Self-management refers to ways to organize and remember important information related to an individual’s own, personal information.
Time management refers to ways to schedule such that the individual has some way of reminding themselves for activity transitions, recording time spent, and or staying on task.
Material management refers to ways to organize documents for later access or assignments on which and individual is working.
Information management refers to ways to organize and remember important information.
Assistive technologies exist to help individuals with limited vision or complete vision loss to read text. While users may rely mainly on one of the available assistive technology, many users report using a combination of the available assistive technologies depending on the length, organization, and context of the text file that they are required to read (D'Andrea, 2012).
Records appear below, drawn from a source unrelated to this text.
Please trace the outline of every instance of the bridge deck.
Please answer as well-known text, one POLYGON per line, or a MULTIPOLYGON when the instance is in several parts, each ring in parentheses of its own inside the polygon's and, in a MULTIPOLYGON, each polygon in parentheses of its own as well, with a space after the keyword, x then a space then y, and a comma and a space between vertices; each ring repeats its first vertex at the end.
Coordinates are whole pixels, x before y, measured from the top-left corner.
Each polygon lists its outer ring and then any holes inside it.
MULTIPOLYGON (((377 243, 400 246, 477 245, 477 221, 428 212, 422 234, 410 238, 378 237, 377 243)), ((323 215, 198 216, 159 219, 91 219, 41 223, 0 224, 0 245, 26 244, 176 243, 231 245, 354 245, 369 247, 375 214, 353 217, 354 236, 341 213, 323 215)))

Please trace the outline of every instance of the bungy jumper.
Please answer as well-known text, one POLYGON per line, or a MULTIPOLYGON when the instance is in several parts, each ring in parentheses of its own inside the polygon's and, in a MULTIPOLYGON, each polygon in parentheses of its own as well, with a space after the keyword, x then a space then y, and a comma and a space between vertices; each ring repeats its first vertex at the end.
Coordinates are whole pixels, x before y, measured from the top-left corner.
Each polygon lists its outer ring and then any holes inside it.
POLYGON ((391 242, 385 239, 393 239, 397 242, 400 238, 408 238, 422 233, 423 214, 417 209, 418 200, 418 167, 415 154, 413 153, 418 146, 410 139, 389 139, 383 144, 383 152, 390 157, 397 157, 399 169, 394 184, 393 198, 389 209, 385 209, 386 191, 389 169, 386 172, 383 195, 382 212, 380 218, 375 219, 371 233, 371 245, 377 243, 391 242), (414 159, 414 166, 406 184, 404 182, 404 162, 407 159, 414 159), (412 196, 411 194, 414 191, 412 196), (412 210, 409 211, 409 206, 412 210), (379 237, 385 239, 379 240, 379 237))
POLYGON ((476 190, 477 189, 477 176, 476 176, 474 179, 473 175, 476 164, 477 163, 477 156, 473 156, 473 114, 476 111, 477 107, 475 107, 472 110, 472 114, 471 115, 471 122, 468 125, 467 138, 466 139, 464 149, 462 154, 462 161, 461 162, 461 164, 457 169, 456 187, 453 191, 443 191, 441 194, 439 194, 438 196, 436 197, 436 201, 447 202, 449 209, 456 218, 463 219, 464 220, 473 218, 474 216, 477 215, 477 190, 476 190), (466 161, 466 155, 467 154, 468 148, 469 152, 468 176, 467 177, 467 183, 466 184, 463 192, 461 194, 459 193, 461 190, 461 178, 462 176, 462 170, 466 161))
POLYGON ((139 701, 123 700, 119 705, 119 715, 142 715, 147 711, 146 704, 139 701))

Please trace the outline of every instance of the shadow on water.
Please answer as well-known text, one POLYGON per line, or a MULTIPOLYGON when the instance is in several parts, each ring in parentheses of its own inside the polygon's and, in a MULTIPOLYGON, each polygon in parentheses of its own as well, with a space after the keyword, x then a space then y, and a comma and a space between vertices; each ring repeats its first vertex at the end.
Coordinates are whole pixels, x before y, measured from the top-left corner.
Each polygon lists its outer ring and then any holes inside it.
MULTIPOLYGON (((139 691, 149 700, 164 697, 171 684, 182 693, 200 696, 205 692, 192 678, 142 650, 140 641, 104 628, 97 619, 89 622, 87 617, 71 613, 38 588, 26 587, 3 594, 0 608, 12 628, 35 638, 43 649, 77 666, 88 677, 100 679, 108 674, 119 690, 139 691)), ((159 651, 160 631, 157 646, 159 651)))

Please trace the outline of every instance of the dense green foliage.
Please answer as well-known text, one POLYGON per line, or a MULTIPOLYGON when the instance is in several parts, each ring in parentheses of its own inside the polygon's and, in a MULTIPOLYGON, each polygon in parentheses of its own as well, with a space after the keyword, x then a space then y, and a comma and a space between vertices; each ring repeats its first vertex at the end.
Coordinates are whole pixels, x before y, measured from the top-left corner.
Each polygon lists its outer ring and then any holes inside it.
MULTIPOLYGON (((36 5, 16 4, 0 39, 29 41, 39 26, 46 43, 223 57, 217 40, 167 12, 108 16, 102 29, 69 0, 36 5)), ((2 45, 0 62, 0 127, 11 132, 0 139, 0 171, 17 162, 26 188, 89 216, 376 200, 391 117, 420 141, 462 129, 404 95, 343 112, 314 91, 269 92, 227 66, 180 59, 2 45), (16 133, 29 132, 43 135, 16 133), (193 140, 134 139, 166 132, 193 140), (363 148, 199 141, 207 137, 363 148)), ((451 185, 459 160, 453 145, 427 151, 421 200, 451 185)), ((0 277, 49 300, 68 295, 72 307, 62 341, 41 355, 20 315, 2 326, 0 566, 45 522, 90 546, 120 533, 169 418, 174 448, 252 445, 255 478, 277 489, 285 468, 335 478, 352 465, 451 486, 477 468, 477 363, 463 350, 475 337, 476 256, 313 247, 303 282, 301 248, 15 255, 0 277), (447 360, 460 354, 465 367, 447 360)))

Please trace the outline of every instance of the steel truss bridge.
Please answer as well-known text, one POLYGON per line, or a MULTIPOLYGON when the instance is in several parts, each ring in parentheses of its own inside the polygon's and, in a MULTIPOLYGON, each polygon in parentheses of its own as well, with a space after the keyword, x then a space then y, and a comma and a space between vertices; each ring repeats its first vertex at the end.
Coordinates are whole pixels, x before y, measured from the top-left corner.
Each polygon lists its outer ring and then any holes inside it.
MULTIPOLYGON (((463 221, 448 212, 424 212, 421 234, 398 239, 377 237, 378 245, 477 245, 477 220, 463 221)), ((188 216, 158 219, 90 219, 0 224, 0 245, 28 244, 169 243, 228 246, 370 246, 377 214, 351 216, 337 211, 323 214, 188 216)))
Hearing is the ability to perceive sounds. Individuals’ verbal and social development are hindered by even mild hearing impairments (Jesitus, 2014), therefore it is important to assess for and accommodate for hearing impairment using assistive technologies as early as possible.
Typing is utilizing a keyboard system to input information. Consultation with an Occupational Therapist is advised.
Graphomotor skills refer to the broad combination of skills that make up the process of putting ideas into written text (e.g., handwriting). Consultation with an Occupational Therapist is advised.
Mobility refers to the ability to physically interact in the world. Consultation with an Occupational Therapist is advised.
These devices can assist individuals who need assistance inputting information into a computer due to challenges with whole-body coordination. Consultation with an Occupational Therapist is advised.